Si practicaran un budismo auténtico, serían los hijos del Siddartha Gautama que subraya el carácter opcional del sufrimiento frente a la inevitabilidad del dolor.
Pero no es así. La iluminación no viene de ahí. Qué digo: la iluminación es, de momento, tener electricidad, agua, alimentos de calidad, medicinas, un techo que no esté en peligro de caerse, y, por consiguiente, tener paz.
Pero yo estoy listo. Listo para la Noche. Listo para el Sol y para la Luna.
Listo para observar, impasible, la cabilla que quedó al descubierto cuando se cayó el filo del arquitrabe de mi dormitorio. Listo para la lagartija mocha que vive debajo del butacón donde leo las Memorias de ultratumba, de Chateaubriand.

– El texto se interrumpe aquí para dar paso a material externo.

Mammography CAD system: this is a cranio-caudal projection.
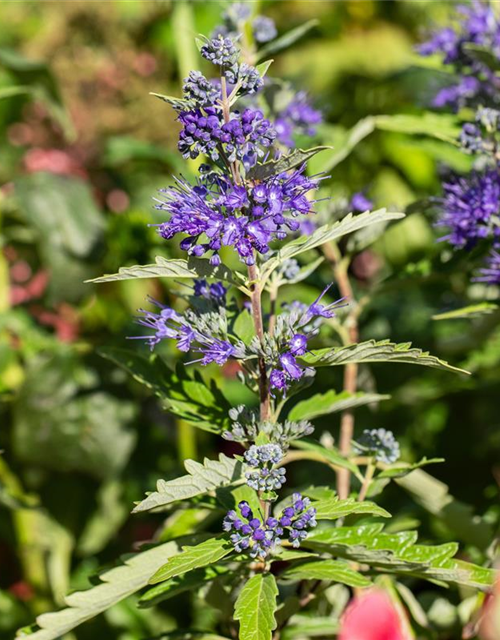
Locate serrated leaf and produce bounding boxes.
[289,390,390,421]
[16,538,187,640]
[291,439,360,475]
[150,91,193,111]
[247,146,331,181]
[256,19,319,60]
[149,538,232,585]
[99,349,231,433]
[432,302,498,320]
[260,210,405,284]
[282,559,371,587]
[302,525,496,591]
[86,255,243,287]
[138,565,229,608]
[133,454,243,513]
[313,497,391,520]
[234,573,278,640]
[301,339,469,375]
[378,458,443,479]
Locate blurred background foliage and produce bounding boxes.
[0,1,498,639]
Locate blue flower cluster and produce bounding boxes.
[436,170,500,249]
[154,166,319,266]
[275,91,322,148]
[244,444,286,491]
[131,284,246,366]
[212,3,277,45]
[267,285,345,393]
[178,107,275,167]
[476,246,500,284]
[223,494,317,559]
[353,428,400,464]
[419,1,500,110]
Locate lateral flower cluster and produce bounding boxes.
[419,0,500,110]
[250,285,345,394]
[154,166,319,266]
[223,494,317,559]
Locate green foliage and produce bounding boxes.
[234,574,278,640]
[302,339,469,374]
[260,209,405,284]
[288,390,390,421]
[282,559,371,588]
[133,455,244,513]
[247,146,331,181]
[149,538,232,585]
[101,348,231,433]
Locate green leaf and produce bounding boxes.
[260,210,405,284]
[432,302,498,320]
[16,538,186,640]
[282,559,371,588]
[233,310,255,344]
[247,146,331,181]
[86,255,242,288]
[303,525,495,590]
[12,352,136,481]
[396,469,494,550]
[14,172,105,301]
[234,573,278,640]
[301,339,469,375]
[289,390,390,421]
[255,59,274,78]
[0,48,74,137]
[138,565,229,608]
[133,454,243,513]
[462,42,500,71]
[310,113,461,173]
[256,19,319,60]
[149,538,232,585]
[281,617,339,639]
[150,91,193,111]
[377,458,443,480]
[292,439,361,475]
[313,497,390,520]
[100,349,231,433]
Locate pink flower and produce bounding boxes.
[338,589,411,640]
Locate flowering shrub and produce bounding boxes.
[18,5,497,640]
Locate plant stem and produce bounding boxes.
[322,242,359,500]
[247,262,270,421]
[358,461,376,502]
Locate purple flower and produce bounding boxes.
[436,169,500,248]
[253,16,277,43]
[350,192,373,213]
[279,353,303,379]
[289,333,308,356]
[182,71,220,107]
[155,166,319,265]
[223,494,316,559]
[475,246,500,284]
[275,92,322,148]
[299,284,346,326]
[178,107,275,167]
[196,338,236,365]
[200,35,239,67]
[269,369,286,390]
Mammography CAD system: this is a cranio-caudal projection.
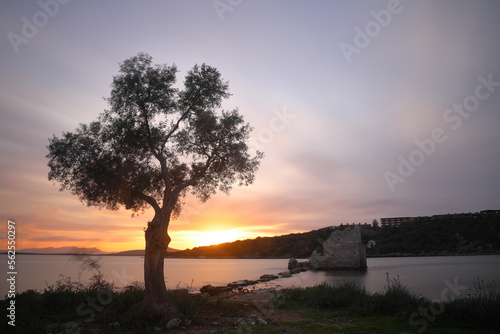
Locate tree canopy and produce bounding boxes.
[47,53,263,218]
[47,53,263,317]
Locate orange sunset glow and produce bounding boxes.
[6,188,287,253]
[1,1,500,256]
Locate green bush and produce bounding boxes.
[274,275,500,330]
[111,282,145,312]
[443,278,500,328]
[275,280,371,311]
[275,275,425,317]
[368,274,427,318]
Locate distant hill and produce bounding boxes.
[17,246,109,254]
[168,227,335,259]
[114,248,179,256]
[15,246,179,255]
[363,214,500,257]
[114,249,145,256]
[168,215,500,259]
[12,214,500,258]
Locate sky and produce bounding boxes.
[1,0,499,252]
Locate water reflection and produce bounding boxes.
[249,256,500,300]
[7,254,500,300]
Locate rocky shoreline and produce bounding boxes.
[199,267,308,296]
[199,227,369,296]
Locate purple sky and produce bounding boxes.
[1,0,499,251]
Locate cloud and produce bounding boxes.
[1,0,499,251]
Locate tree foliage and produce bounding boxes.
[171,227,335,259]
[169,216,500,258]
[364,216,500,256]
[47,53,263,219]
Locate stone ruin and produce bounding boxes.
[199,226,367,296]
[289,226,367,270]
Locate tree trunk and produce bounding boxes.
[140,211,182,319]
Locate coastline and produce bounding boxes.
[4,251,500,258]
[3,275,498,333]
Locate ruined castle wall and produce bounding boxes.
[309,226,367,269]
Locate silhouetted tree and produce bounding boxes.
[46,53,263,317]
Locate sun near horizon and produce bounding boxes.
[10,194,302,253]
[14,223,286,253]
[127,227,285,252]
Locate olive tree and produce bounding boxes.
[46,53,263,317]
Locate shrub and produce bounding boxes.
[275,280,371,311]
[443,278,500,328]
[275,274,427,318]
[369,273,428,318]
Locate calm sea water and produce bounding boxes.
[3,254,500,300]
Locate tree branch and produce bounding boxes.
[173,178,198,198]
[160,108,191,153]
[172,147,216,197]
[134,190,161,213]
[139,104,174,195]
[140,104,158,156]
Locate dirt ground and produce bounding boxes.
[168,290,305,333]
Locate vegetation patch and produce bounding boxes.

Listo para escuchar la lista de los candidatos al Nobel de Literatura, listo para los limones a 700 pesos la libra, y listo para regresar al Museo del Prado y ver, otra vez, las tetas de la maja de Goya, tan encuerusita como un higo abierto.
(Tercer entre paréntesis: debo ver de qué manera conseguir un spray de salbutamol para mi esposa. Y todavía no encuentro una copia, en internet, de Las puertas del Paraíso, de Jerzy Andrzejewski.)
No se trata de una indirecta, sino de un dilema literario. Vivir en el Paraíso es armonizarte con todos tus demonios, digo yo. Me refiero a un grupo casi inasible de realidades interiores, que pernoctan en las capas más hondas de la conciencia. Construyes esa especie de refugio temporal. Estás ahí mientras dure la guerra.
Hay quienes caminan (lustrosos y satisfechos e iluminados por el resplandor de una Utopía desvencijada, de mero cartón de tramoya) por esta tierra calcinada donde un viejito te pide dinero, o que le compres, si puedes, un paquetico de galletas dulces o un trago de café.
O donde observas ese grupo de niños que ves jugando con una chivichana y que cuentan, muy serios, dinero, a ver si les alcanza para cumplir con el encargo de la madre de uno de ellos: comprar un sobre de café de bodega.
A pesar del Apocalipsis, a pesar del horror global y el fanatismo sectario y la trivialización y el rudimentario discernimiento de las cosas (porque, aun cuando las evidencias del desastre son muchas, el blanqueamiento del caos parece indetenible), vale la pena aseverar que no hay momento mejor que este para estar vivo.
Las cigarras vuelan, laboriosas y resistentes, en bandadas que parecen nubes en una danza. Y la manada de los libros alimenta la furia con que sopla el viento de la libertad.